A barrier of a different color
On liturgy and ambiguity

Coming of age

My rabbi is fond of saying that a b'nai mitzvah is a lifecycle event not merely for the kid who's becoming bar or bat mitzvah, but for the entire family. That seems true to me, especially when I think about the next bat mitzvah I'll be attending -- and facilitating! I've alluded before to tutoring my niece Emma toward becoming bat mitzvah. We've been working together for nine months, and the culmination of that work is almost upon us. She's getting a great Jewish education at Rashi, so we've been able to study in an advanced way. Using a seven-chapter curriculum I've written over the course of the year, we've worked together in person, via telephone, and via email and Google chat. I've been surprised, moved, and challenged by her questions and her insights.

I may write more about that process at some point. What I'm thinking about lately, though, is the sense in which this bat mitzvah is a kind of coming-of-age not just for Emma, but also for me.

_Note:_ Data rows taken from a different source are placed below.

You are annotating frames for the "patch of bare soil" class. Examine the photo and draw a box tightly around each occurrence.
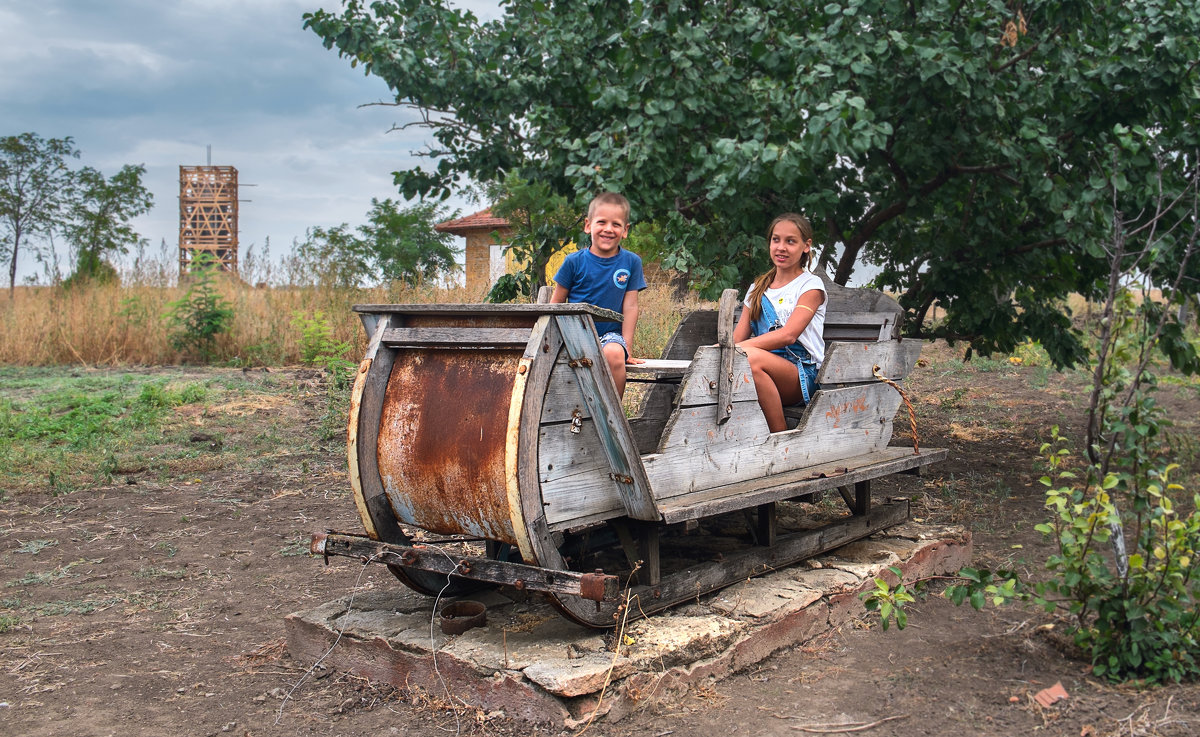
[3,347,1200,737]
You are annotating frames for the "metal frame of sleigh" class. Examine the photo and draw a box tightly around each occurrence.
[311,274,945,627]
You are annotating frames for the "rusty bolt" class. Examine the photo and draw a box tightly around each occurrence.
[458,560,471,574]
[399,550,417,565]
[518,364,527,374]
[513,579,526,590]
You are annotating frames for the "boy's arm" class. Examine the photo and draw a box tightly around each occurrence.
[621,289,643,364]
[549,284,569,303]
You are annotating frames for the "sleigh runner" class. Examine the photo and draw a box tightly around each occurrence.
[313,275,945,627]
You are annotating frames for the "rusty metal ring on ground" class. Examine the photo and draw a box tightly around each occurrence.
[439,600,487,635]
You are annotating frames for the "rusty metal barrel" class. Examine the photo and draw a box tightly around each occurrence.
[346,302,632,623]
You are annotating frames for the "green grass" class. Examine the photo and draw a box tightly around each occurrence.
[132,566,186,580]
[0,612,21,633]
[15,539,58,555]
[0,368,213,495]
[278,537,311,557]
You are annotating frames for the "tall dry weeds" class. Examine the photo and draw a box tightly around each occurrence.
[0,279,691,366]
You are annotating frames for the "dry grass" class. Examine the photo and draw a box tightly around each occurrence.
[0,279,693,367]
[0,280,474,366]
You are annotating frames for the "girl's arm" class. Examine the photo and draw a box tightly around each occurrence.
[735,289,824,351]
[549,284,569,303]
[733,307,753,343]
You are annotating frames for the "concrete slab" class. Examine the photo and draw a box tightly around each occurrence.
[285,524,970,728]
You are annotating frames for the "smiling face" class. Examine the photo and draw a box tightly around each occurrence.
[584,202,630,257]
[768,219,812,272]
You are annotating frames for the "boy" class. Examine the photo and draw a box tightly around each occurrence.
[550,192,646,397]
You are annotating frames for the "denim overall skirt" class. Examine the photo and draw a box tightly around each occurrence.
[750,296,820,404]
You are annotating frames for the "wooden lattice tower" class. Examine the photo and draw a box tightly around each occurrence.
[179,165,238,275]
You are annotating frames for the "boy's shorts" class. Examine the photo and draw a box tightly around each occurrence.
[598,332,628,360]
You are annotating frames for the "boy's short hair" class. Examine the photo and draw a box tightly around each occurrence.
[587,191,631,223]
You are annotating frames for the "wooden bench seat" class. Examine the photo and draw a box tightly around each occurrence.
[626,358,692,379]
[655,446,947,524]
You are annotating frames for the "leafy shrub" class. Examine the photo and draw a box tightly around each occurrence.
[165,254,234,362]
[291,310,351,366]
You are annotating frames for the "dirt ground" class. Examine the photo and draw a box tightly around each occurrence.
[4,342,1200,737]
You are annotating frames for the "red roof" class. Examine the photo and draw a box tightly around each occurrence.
[434,208,511,233]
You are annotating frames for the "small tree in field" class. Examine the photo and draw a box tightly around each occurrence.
[291,198,459,287]
[485,175,582,303]
[165,253,234,363]
[63,164,154,285]
[867,138,1200,684]
[0,133,78,296]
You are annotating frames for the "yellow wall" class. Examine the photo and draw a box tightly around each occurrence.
[505,241,579,285]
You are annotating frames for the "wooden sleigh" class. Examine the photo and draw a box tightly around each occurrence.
[312,275,945,627]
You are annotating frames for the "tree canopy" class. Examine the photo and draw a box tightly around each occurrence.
[291,198,459,287]
[306,0,1200,365]
[0,133,79,295]
[2,133,154,290]
[64,164,154,284]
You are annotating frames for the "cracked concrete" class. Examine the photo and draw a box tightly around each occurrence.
[285,523,971,728]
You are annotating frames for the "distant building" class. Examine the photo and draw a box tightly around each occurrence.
[434,208,513,293]
[179,165,238,276]
[434,208,580,294]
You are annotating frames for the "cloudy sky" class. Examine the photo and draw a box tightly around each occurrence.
[1,0,499,282]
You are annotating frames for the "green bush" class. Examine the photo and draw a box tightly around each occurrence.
[165,254,234,362]
[291,310,351,366]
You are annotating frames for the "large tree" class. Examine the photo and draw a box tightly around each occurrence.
[364,197,459,284]
[64,164,154,284]
[291,198,459,287]
[306,0,1200,365]
[0,133,79,296]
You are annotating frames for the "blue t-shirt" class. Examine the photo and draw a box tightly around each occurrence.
[553,248,646,336]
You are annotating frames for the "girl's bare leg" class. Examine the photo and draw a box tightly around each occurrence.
[742,346,806,432]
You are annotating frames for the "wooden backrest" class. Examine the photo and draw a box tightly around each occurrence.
[659,273,902,361]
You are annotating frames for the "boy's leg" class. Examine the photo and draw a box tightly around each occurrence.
[598,333,629,397]
[742,346,805,432]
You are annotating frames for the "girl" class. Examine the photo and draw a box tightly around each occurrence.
[732,213,826,433]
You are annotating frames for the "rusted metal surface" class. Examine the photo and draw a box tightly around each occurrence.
[579,571,613,603]
[313,532,619,602]
[376,347,522,543]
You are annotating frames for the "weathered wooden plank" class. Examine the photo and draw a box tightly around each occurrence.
[538,420,636,526]
[357,312,380,340]
[757,502,777,548]
[314,533,620,601]
[674,345,758,406]
[381,326,531,347]
[353,302,623,321]
[626,501,911,616]
[513,315,560,564]
[661,310,719,359]
[628,377,680,455]
[818,273,904,315]
[656,446,946,523]
[824,310,901,326]
[817,338,924,384]
[542,354,592,424]
[647,383,903,499]
[626,359,692,377]
[716,289,738,424]
[554,315,659,521]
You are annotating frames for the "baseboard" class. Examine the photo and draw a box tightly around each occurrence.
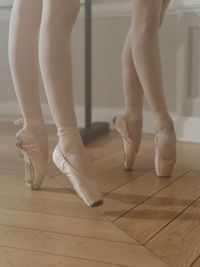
[1,102,200,143]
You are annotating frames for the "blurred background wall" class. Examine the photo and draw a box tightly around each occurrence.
[0,0,200,142]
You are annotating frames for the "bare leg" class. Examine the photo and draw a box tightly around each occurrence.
[8,0,45,128]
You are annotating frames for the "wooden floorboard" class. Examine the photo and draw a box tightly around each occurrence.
[0,121,200,267]
[0,208,135,243]
[0,246,122,267]
[145,190,200,267]
[96,165,189,221]
[0,225,169,267]
[192,256,200,267]
[115,170,200,244]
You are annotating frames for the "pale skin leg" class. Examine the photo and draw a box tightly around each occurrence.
[8,0,45,128]
[122,0,172,151]
[9,0,99,179]
[39,0,80,128]
[39,0,99,178]
[8,0,79,129]
[9,0,79,128]
[8,0,48,186]
[9,0,170,127]
[130,0,171,119]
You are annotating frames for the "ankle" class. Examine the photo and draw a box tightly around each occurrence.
[58,126,84,148]
[24,114,46,129]
[124,111,143,123]
[153,108,172,130]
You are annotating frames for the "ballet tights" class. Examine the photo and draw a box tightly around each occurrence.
[39,0,80,129]
[9,0,174,171]
[122,0,173,153]
[9,0,97,178]
[9,0,80,129]
[8,0,48,163]
[39,0,95,177]
[8,0,45,128]
[122,26,144,152]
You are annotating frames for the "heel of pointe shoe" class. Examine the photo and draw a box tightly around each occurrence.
[52,145,103,207]
[154,134,176,177]
[113,115,137,171]
[155,153,176,177]
[14,125,47,190]
[15,134,35,188]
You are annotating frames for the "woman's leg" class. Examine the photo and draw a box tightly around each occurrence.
[130,0,170,125]
[123,0,171,118]
[129,0,176,175]
[9,0,48,189]
[8,0,45,128]
[39,0,96,178]
[121,26,144,153]
[122,27,144,121]
[39,0,79,129]
[122,0,171,151]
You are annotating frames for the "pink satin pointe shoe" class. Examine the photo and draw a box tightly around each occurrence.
[52,130,104,207]
[154,117,176,177]
[113,114,142,170]
[14,118,48,189]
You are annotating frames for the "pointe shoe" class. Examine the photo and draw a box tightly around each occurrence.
[14,118,48,189]
[113,114,141,170]
[154,117,176,177]
[52,141,104,207]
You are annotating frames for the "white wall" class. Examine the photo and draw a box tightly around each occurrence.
[0,0,200,142]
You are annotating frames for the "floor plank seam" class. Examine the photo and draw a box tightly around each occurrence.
[190,254,200,267]
[102,168,154,197]
[0,206,106,222]
[0,223,137,245]
[0,245,127,267]
[94,162,126,178]
[48,165,153,201]
[112,169,192,223]
[143,194,200,246]
[109,220,140,245]
[141,245,173,267]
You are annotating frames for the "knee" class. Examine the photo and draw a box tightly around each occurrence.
[131,11,160,38]
[45,0,80,32]
[13,0,42,30]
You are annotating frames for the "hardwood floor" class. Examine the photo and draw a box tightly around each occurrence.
[0,121,200,267]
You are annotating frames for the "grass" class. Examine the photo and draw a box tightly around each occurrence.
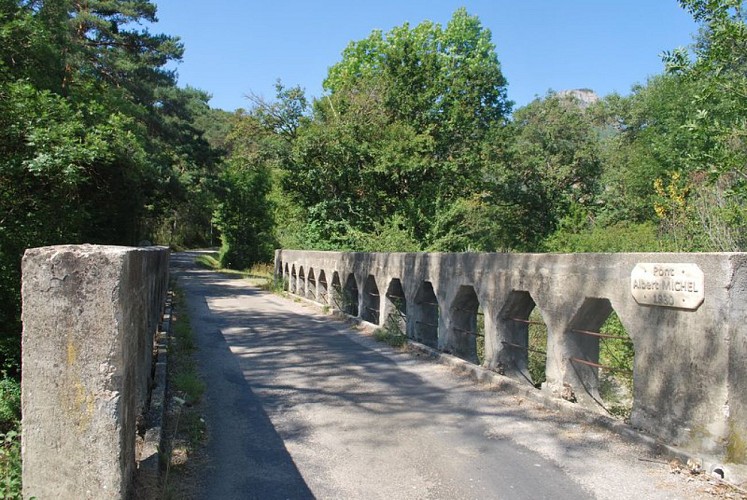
[158,284,207,499]
[194,253,220,270]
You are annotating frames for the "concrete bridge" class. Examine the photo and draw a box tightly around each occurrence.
[19,245,747,498]
[276,249,747,465]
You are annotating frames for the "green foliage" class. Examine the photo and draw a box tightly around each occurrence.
[324,8,510,136]
[485,92,603,249]
[346,215,422,253]
[195,253,220,270]
[476,308,485,365]
[525,309,548,387]
[214,162,275,269]
[0,378,20,434]
[0,430,21,500]
[170,286,205,405]
[374,314,407,348]
[173,371,205,405]
[0,0,223,375]
[257,4,747,255]
[213,108,283,269]
[599,313,635,378]
[655,0,747,250]
[544,206,667,252]
[599,313,635,420]
[282,9,511,251]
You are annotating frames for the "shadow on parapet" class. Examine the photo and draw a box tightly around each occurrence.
[411,281,439,349]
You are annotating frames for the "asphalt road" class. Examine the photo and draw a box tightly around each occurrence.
[172,252,709,500]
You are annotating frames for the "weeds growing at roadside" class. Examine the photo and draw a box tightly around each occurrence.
[159,283,207,498]
[195,253,221,270]
[374,314,407,348]
[0,430,21,499]
[0,375,21,499]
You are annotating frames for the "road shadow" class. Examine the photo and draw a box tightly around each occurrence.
[172,252,314,500]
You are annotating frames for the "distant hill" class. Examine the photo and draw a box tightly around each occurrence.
[557,88,599,108]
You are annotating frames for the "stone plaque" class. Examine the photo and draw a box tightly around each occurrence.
[631,263,704,310]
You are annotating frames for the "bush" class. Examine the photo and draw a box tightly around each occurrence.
[0,430,21,499]
[545,221,666,252]
[0,378,20,434]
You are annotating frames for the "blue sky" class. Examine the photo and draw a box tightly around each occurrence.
[150,1,700,111]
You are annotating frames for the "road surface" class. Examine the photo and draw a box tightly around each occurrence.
[172,251,712,499]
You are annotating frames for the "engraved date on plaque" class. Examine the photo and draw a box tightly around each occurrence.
[631,263,704,310]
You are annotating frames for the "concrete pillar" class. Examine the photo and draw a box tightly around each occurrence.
[22,245,169,499]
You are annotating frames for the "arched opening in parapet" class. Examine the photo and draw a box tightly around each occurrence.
[318,270,328,305]
[449,285,483,365]
[290,265,297,294]
[307,268,316,300]
[568,298,635,420]
[343,273,359,316]
[413,281,439,349]
[498,291,548,388]
[284,263,290,291]
[361,275,380,324]
[331,272,342,311]
[298,266,306,297]
[384,279,407,340]
[277,260,283,285]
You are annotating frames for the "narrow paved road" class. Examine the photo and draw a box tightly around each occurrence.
[172,252,709,500]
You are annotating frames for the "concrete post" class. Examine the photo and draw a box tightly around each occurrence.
[22,245,169,499]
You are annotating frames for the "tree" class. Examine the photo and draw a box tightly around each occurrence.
[657,0,747,250]
[284,9,511,250]
[0,0,220,373]
[213,111,278,268]
[468,92,603,250]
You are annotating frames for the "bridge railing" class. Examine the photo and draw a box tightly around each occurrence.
[276,249,747,465]
[22,244,170,499]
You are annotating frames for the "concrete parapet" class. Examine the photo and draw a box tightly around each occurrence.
[276,249,747,464]
[22,244,169,499]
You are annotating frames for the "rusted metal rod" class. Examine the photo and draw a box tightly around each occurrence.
[507,317,545,326]
[569,357,632,375]
[453,307,481,314]
[419,301,440,307]
[416,320,438,328]
[453,326,484,337]
[391,310,407,320]
[571,328,632,341]
[388,312,408,323]
[501,341,546,356]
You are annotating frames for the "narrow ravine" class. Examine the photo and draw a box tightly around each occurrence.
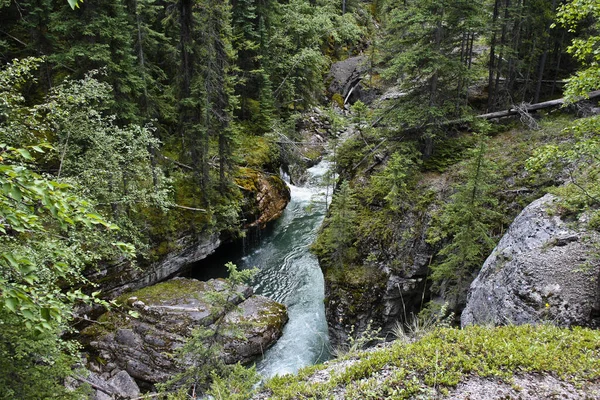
[249,161,332,377]
[191,160,333,377]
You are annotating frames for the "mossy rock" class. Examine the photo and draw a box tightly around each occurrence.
[83,278,287,384]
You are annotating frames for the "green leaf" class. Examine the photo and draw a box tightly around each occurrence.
[21,309,35,320]
[41,308,51,321]
[5,297,17,313]
[15,148,33,161]
[67,0,80,9]
[10,186,22,202]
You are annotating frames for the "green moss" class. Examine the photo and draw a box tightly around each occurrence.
[332,93,345,109]
[253,301,287,329]
[239,135,279,168]
[235,167,260,192]
[116,279,210,305]
[264,325,600,399]
[80,310,132,338]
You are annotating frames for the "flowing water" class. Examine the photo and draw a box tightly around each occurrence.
[191,160,333,377]
[250,161,332,377]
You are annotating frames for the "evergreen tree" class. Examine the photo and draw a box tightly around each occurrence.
[48,0,145,122]
[428,133,500,308]
[314,180,358,269]
[485,0,570,110]
[383,0,485,156]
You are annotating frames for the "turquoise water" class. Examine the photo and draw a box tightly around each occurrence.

Seven years ago, when my sister was pregnant with her son, she asked me to create and officiate at a customized naming ceremony for him. I had done that work for and with friends, but never for a family member before; I was honored and thrilled. I'm not sure now how many people gathered in my sister's living room for that ceremony -- maybe forty? I know it felt like a big deal to me. It was my first chance to do for and with my family the kind of work I already knew I wanted to do with a wider community.

Now I'm a rabbinic student with a lot more experience leading a community in prayer. Good thing, too; this time we'll be 125 people, spanning the spectrum of Jewish practice and observance. We are affiliated Reform, Conservative, Reconstructionist, Orthodox, and Renewal. Some of us are unaffiliated. Some of us are alienated from religion in general and/or Judaism in particular. Some of us are non-Jews. Some of us have a regular davenen practice; others dread their rare visits to synagogue because the experience is so opaque. What we have in common is a love of my niece, and the desire to be present as she formally marks her entry into a new phase of her life.

Leading a transdenominational community in prayer -- especially an ad-hoc community that has never gathered in this form before, nor will gather in this way again -- using my own homegrown siddur -- and, while I'm at it, sharing guitar responsibilities with another family member, with whom I've never before played -- and doing it in front of my parents, aunts and uncles, and cousins...? It's a little overwhelming.

It's also incredibly exciting. Leading davenen is something I deeply enjoy. There's a kind of alchemy that happens sometimes, when the combination of people and intention, music and words, creates something indescribable that's far beyond the sum of its parts. I hope I can facilitate that.

And I hope I can maintain awareness of what really matters here: not my feelings, but helping my niece stretch herself in a space that's safe and comfortable enough to feel nurturing, and challenging enough to help her grow. This mincha / maariv / havdalah service will be a havdalah writ large in Emma's life, a moment of sacred transition from one sweet thing to the next. If I feel strong emotions -- at seeing (helping) my niece come of age religiously, and at showing my family a different side of who I am and what I do -- I guess that goes to show we're never really finished with coming-of-age.